Return period as a function of runup for a representative transect line in each location. The solid line represents the empirical curve, and the dashed line corresponds to the fitted curve

Table 2 Return periods and exceedance probabilities in 50 years period for a 30-m runup at each location

While this study makes significant contributions to the identification of different tsunami risks areas and to the development of criteria based on probabilistic analysis in areas where no probabilistic maps are available, it is essential to acknowledge its limitations. Assumptions made during numerical simulations and uncertainties in historical data may introduce potential sources of error. Furthermore, it was found that probabilistic tsunami inundation is very sensitive to the b-value in the Gutenberg-Richter law (Aránguiz et al. 2024), which is related to the recurrence of seismic events. Nevertheless, the methodology used in the creation of the criteria provides results similar to those of probabilistic maps.

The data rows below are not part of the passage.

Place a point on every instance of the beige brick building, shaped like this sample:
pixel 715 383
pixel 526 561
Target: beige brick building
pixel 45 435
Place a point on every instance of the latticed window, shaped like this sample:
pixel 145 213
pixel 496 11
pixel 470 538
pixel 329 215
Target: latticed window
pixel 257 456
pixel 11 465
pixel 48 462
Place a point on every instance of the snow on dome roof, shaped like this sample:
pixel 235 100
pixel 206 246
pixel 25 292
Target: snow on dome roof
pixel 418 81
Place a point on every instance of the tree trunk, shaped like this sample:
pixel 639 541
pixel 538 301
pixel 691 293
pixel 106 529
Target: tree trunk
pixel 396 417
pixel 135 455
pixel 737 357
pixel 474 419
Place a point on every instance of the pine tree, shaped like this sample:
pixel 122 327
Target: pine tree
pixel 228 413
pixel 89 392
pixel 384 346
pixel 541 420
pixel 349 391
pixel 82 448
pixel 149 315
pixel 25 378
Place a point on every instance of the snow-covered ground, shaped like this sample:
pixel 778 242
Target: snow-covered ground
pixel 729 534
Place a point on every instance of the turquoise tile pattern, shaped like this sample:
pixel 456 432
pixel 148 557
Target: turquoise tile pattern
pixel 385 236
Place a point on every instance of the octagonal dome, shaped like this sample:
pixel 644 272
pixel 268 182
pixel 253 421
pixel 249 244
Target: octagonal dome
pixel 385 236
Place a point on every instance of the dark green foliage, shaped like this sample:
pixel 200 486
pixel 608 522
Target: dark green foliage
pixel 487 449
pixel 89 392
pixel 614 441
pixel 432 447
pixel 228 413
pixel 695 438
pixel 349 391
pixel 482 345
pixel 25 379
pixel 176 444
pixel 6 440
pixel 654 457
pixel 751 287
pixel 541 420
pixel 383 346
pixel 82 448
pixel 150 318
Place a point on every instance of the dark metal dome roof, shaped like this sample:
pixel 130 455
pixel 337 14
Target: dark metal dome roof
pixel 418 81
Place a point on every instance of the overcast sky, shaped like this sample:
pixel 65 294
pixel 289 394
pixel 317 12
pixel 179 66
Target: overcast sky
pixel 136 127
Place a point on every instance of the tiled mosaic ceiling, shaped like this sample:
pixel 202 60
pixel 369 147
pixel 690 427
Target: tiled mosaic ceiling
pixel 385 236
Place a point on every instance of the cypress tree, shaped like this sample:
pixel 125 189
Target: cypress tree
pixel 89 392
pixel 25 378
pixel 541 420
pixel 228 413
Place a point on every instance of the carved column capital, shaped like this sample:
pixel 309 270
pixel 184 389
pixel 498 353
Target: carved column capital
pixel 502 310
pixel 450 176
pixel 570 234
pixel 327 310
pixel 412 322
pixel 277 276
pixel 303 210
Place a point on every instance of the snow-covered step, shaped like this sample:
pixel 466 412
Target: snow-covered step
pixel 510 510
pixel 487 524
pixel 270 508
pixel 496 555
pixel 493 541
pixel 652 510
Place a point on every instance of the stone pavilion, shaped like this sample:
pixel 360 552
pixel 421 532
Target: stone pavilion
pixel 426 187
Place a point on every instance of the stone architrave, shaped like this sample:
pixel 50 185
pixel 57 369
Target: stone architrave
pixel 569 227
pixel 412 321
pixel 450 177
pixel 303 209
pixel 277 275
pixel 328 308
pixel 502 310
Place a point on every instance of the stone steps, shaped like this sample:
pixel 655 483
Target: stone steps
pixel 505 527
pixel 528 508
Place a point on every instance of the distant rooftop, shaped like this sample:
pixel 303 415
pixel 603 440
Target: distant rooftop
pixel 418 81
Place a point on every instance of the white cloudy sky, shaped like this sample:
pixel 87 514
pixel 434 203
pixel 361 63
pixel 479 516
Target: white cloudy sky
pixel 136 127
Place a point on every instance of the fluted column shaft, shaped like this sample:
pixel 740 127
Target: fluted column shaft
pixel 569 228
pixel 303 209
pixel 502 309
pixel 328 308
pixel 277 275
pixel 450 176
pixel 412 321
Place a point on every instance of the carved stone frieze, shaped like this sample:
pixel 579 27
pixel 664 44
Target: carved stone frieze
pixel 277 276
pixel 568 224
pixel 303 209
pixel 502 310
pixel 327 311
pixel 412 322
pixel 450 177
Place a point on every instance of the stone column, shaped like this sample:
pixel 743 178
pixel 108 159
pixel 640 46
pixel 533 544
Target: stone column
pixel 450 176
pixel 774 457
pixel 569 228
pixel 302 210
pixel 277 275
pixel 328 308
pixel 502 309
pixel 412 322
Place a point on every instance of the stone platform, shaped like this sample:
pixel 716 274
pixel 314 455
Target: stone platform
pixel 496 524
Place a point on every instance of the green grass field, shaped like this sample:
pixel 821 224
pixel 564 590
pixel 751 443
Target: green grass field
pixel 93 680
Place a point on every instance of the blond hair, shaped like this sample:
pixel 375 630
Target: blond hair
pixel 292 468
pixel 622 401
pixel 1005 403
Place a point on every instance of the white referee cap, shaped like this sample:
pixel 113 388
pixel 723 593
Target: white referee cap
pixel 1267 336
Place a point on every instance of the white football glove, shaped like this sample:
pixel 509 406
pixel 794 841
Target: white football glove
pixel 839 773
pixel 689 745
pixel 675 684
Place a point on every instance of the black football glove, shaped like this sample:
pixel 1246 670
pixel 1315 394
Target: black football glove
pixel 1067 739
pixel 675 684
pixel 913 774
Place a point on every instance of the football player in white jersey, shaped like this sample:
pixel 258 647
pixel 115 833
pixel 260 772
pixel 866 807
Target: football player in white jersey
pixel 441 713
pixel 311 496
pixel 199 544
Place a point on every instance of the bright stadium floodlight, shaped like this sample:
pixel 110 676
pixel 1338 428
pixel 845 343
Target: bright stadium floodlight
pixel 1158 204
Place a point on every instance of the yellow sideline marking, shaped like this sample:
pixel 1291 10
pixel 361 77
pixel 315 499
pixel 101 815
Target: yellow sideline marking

The advantage of this methodology is that its results are much less computationally expensive compared to a probabilistic map and could be used in any location without the need to simulate new scenarios. To enhance the proposed method, the scenarios could be clustered by topographical features and new results could be obtained for runup and inundation distance based on a characterization of the cities under study.

5 Conclusions

The present research proposed new criteria for identification of tsunami inundation limits based on a probabilistic analysis of tsunami runup and inundation distance. These new criteria can be used as an input for tsunami hazard in communal regulatory plans and thus facilitate the definition of risk areas. The main conclusions are the following:

  • The observed runup values in this study are consistent with historical tsunami events. Our findings not only corroborate these historical records but also extend our understanding by providing comprehensive runup-distance data in several locations along the Chile-Peru subduction zone.

  • Two criteria were created based on probabilistic analysis; the blue-line criterion may be recommended for the location of critical infrastructure and the red-line criterion can be used to require that structures be designed to withstand tsunamis forces. However, any critical infrastructure must be designed to withstand tsunami forces.

  • The current criterion based on the 30-m ground elevation could be very conservative if it is applied to urban planning or structure design requirements. Instead, the use of combined variables such as runup and inundation distance provides more representative results for the complex geomorphology of the Chilean coast.

  • The proposed criteria can be used in communal regulatory plans to establish general tsunami inundation hazard levels to assess tsunami risk in a gradual manner.Therefore, areas without available probabilistic tsunami inundation maps may be segmented according to the current proposed criteria.